さらに後から来た子に譲って帰っているのに、なぜSNSで非難めいたことを言われなければならないのでしょうか。
小型犬の飼い主さんは、きっと犬同士で遊ばせることができなかったのが残念だったのでしょう。気持ちは理解できますが、「社会化のできていない犬をドッグランに連れてくるな」というのは、この場合は言いすぎではないかと思いました。
Aさんたちのその後
あれから、お店には自分が買い物に行くだけで、しーちゃんは連れて行かず、もちろんドッグランは利用していないとのことでした。
お店の方からは、配慮が足りなかったと謝罪があったそうです。
Aさんはお店側に責任があるとはまったく思っておらず、しーちゃんもお店やスタッフさんが好きなので、本当はしーちゃんを連れて行きたい気持ちもあるそうです。
ですが、その小型犬の飼い主さんとまた出くわす可能性もあり、もしくは社会化が十分にできていないしーちゃんをよく思わない他の飼い主さんも現れるかもしれないため、これまでのように利用するのは難しいのでは、というお話でした。
SNSにおいて、見ず知らずの他人に批判的に書かれたことにより、Aさんは自分を「ダメ飼い主」、しーちゃんを「ダメ犬」と言われたかのような気持ちになり、萎縮してしまったようでした。
SNSの件をご存じないお店の方は、今まで通り来てほしいとAさんにおっしゃったそうですが、お店側が受け入れて下さっても、なかなかそうはいかないというのも理解できます。
たとえお店にSNSの件を訴えたところで、お店としても対処が難しいでしょう。
Aさんとしては「結局は他の子と仲よく遊べないうちの子が悪いのだから、今まで遠慮しながら利用させてもらってきたけれど、それも許されないなら、利用をやめるしかない」という結論にならざるをえなかったようでした。
Aさんのお話を聞きながら、私のすぐそばにいるしーちゃんがかわいくていい子だけに、何だか不憫で、やりきれない気持ちになりました。
難しい線引き
犬にもそれぞれ性格や個性があり、また今は室内飼いが基本なので、犬同士で遊べない子も、他の犬が嫌いな子も、少なからずいるでしょう。
それほど運動量を必要としない小型犬であれば、無理にドッグランに連れ出さなくても、飼い主さんとの遊びやお散歩で十分かもしれません。
でも中型犬以上になれば、たまには広々とした場所で思い切り走らせてやりたいと考える飼い主さんがいても、無理はないと思います。
ドッグランを運営するお店側がOKを出しているのに、また飼い主側も配慮して利用しているのに、それを同じ利用者が、自分たちの不利益になるからと排除するのはどうなのだろうと考えてしまいました。
もちろん「他の利用者に迷惑をかけない」というのは大前提です。
ドッグラン内に利用者がたくさんいる中で、そんな子をいきなり離すのは、確かに飼い主として無責任ですが、今回のしーちゃんの場合は違います。
飼い主であるAさんは、他の子とは遊べないからと、トラブルを未然に防ぎ、後から来た子に譲って早々に引き上げています。
それなのに誰が見るか分からないSNSにおいて、Aさんの目に触れれば分かってしまう内容を上げ、さらに非難までしてしまう小型犬の飼い主さんは、少々配慮に欠けているのではないでしょうか。
私には、自分の犬と遊ばせたかったのにできなかった腹いせのようにも思えました。
犬は変化する生き物
いろいろな理由で社会化がうまくいかなかった子でも、少しずつ変わっていくこともできると思います。

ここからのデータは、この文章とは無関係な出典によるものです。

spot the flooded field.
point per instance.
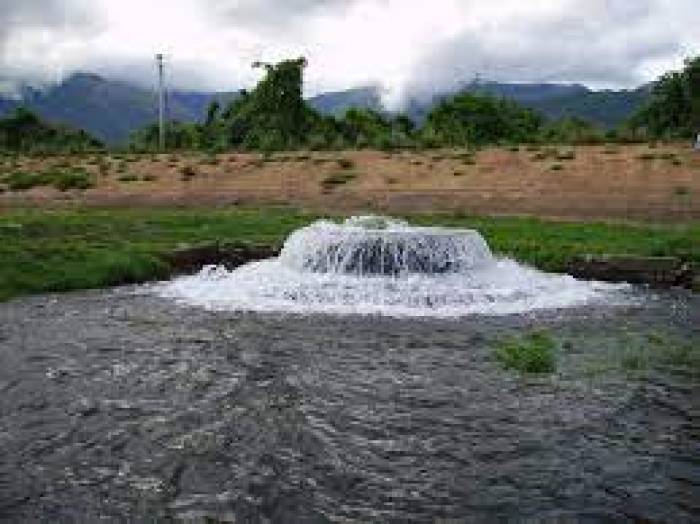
(121, 405)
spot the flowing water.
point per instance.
(123, 405)
(374, 265)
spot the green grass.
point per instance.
(57, 250)
(345, 163)
(337, 179)
(62, 179)
(532, 353)
(549, 245)
(660, 351)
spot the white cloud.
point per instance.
(407, 45)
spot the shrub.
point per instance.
(188, 172)
(565, 155)
(345, 163)
(533, 353)
(75, 179)
(337, 179)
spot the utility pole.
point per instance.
(161, 103)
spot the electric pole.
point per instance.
(161, 103)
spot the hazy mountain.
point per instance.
(605, 108)
(111, 110)
(338, 102)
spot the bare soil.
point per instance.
(635, 182)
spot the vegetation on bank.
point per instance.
(532, 353)
(274, 116)
(24, 132)
(61, 250)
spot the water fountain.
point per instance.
(377, 265)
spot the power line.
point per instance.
(161, 103)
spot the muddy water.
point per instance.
(119, 405)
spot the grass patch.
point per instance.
(531, 353)
(188, 173)
(61, 179)
(565, 155)
(58, 250)
(337, 179)
(345, 163)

(あくまで「飼い主の手に負える程度」であることが前提なので、許容できない問題行動があるなら、速やかに専門家に相談する必要があるでしょう)
実はのりまき家の愛犬あずも、誰にでもフレンドリーとされるラブラドール・レトリバーであるにもかかわらず、人も犬もダメダメなのです。笑
それでも成長するにつれて変化が見られ、今も変化しつつあります。
ラブラドールは精神的な成熟が遅いとされる犬種なので、今も変化の最中にあり、やがてはスルーくらいできるようになるのではと期待しています。
そんな風に思えるようになるまでは、自分たちの育て方が悪かったのではないかと、ずいぶん悩みました。
今でも、あずが他の人や犬に出くわさないように気をつけたり、はからずも出会ってうなるような時は、やはり神経をすり減らします。
でも「スミマセン、スミマセン」と頭を下げるのも、飼い主の務めであり、あずのためなのだと割り切れてからは、ずいぶん精神的に楽になったような気がします。
成犬になってからでも社会化はできますし、私個人としては、周囲に迷惑をかけることがなければ、それもその子の「個性」だと受けとめてやればよいのではと思います。
「社会化がうまくいかなかった」と悩む飼い主さんは、それだけきちんと愛犬と向き合ったということでもあります。自分を責めずに、大らかな気持ちで愛犬の変化を見守ればよいのではないでしょうか。
もちろん周りへの配慮も忘れずに、愛犬とともに散歩やドッグランを楽しむことができれば、そして周りも優しい気持ちでそっとしておいてあげることができれば、それがいちばんだと思います。
「早くドッグランでいっぱい遊べるといいね~」となでると、しーちゃんは嬉しそうにしっぽを振ってくれました。
SNSを見てしまった直後は、かなり落ち込んだというAさんも、今は少しずつ気持ちの整理がつき、またしーちゃんをお店に連れていけたらいいなと思えるようになったとのことでした。
あたしもドッグランで遊びたいな~
あんたは何でもかんでも拾い食いするから無理!
え~それもあたしの個性なんじゃないの?
どの口がそれを言う(拾い食いだけに)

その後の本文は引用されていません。